Doctors scheduled her c-section one month before her due date. After enjoying a week at home with her son Sam and her husband, Waite began aggressive chemotherapy.

While she was treated by Dr. David Ryan at Massachusetts General Hospital in Boston, her parents moved in to help take care of Sam so her husband could keep working. Over the course of about a year, Waite had 11 rounds of chemotherapy and four more surgeries before the cancer went into remission.

When Waite began to feel better, she went back to work on her jewelry line, Sally Jane, launching it at 33, in August 2015, with a new sense of purpose.

“I realized that the significance of the bee wasn’t so much about being in the present, anymore. It was about strength against adversity. I was just amazed that I’d survived this impossible ordeal and I know there are so many others surviving struggles. It started to mean more as an avenue to give back, because I know I wouldn’t be here without the help of so many other people.”

For every purchase, Sally Jane gives $1 to supportive programs for cancer patients, including massages or acupuncture treatments while they’re receiving chemotherapy.

“It’s a nice way to help someone going through infusion. It makes a very big hospital feel like a more intimate space and lets patients know there are people out there who care.”

Donations also go towards the immunotherapy research being conducted at Massachusetts General Hospital for all types of cancer.

Recently, Waite’s colon cancer returned, but the prognosis is much more encouraging, this time around.

“Because it’s localized in muscle and no lymph nodes are involved, the doctors say that with more chemo, radiation and surgery, I should make a full recovery by the summer.”

With a less intense treatment schedule, Waite finds joy in continuing to work on her jewelry line at night and while her son is in a toddler program two days a week.

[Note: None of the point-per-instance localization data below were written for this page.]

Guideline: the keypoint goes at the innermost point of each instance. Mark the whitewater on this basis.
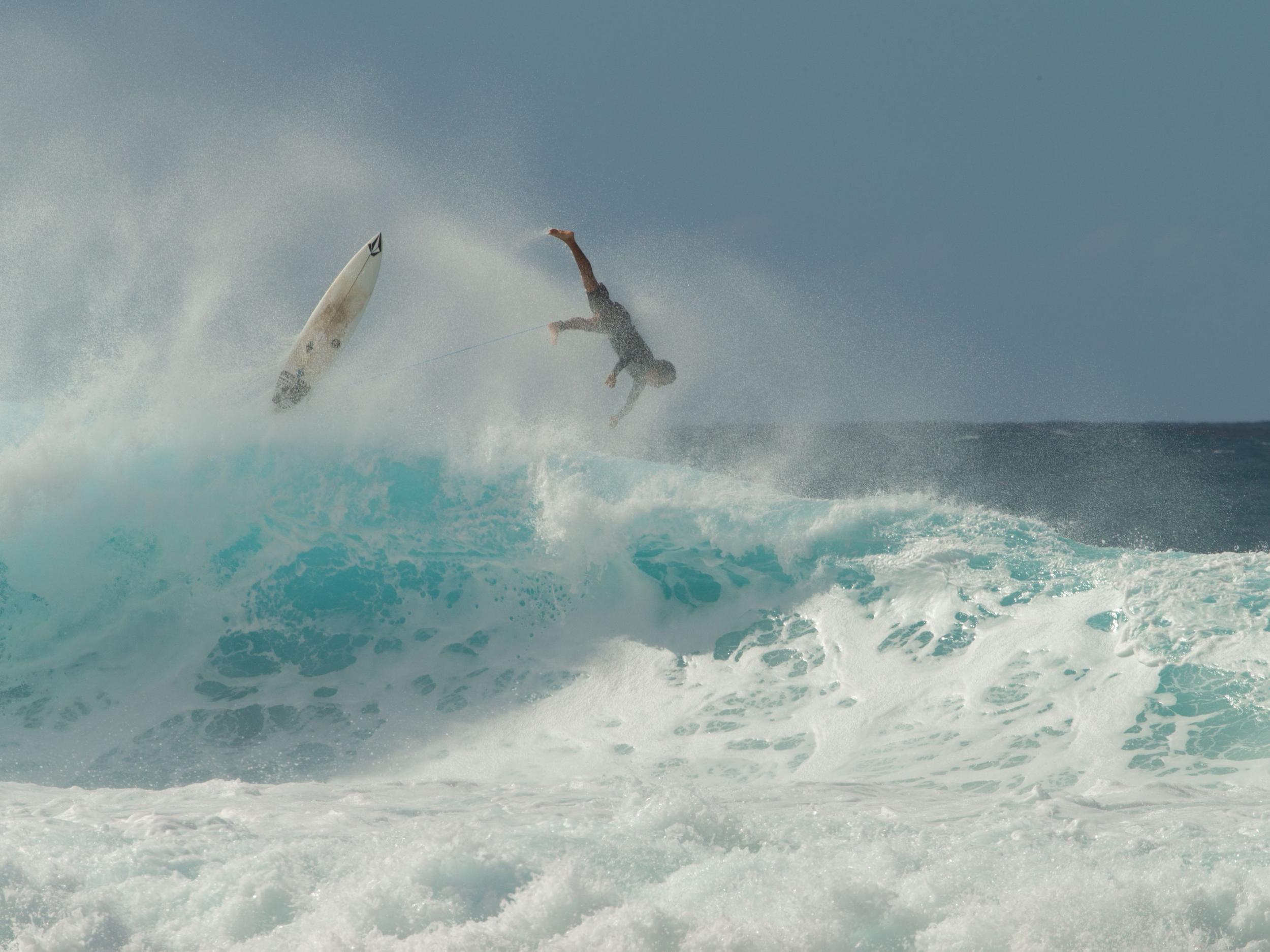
(304, 694)
(438, 662)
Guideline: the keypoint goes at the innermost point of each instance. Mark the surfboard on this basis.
(329, 326)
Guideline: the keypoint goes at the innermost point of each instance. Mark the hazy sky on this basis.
(1073, 193)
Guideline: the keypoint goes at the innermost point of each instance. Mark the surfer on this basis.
(610, 318)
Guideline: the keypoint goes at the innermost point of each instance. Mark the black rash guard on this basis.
(615, 320)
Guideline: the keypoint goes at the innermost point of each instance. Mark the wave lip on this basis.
(592, 616)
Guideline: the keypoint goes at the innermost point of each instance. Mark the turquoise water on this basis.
(270, 696)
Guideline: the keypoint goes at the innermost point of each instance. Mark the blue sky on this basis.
(1071, 196)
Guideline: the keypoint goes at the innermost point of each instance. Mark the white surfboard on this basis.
(329, 326)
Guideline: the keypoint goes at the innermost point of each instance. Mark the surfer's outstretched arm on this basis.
(588, 277)
(630, 402)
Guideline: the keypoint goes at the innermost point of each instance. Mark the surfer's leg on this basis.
(588, 277)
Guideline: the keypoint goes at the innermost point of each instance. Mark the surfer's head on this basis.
(659, 374)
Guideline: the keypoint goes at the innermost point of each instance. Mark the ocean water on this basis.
(875, 688)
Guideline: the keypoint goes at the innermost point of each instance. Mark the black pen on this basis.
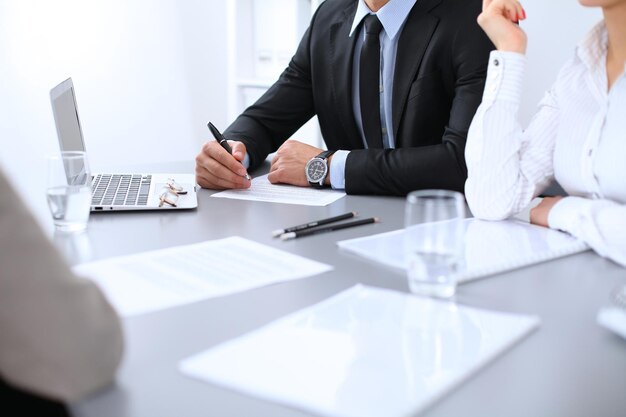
(309, 225)
(222, 141)
(339, 226)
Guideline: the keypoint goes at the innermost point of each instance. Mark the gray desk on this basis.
(568, 367)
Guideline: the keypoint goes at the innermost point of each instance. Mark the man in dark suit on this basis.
(394, 83)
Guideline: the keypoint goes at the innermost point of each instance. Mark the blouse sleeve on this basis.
(508, 166)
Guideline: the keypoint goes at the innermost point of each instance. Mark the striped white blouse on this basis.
(577, 136)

“I think it’s important for Sam to see me living. When we go through something like this, you can become really scared about life, and become isolated from your community. One of the best ways for me to get through this is to be really engaged in the community around me.”

“It’s just like the symbolism of the bee,” she says. “The flower needs the bee and the bee needs the flower. We need each other to blossom through life.”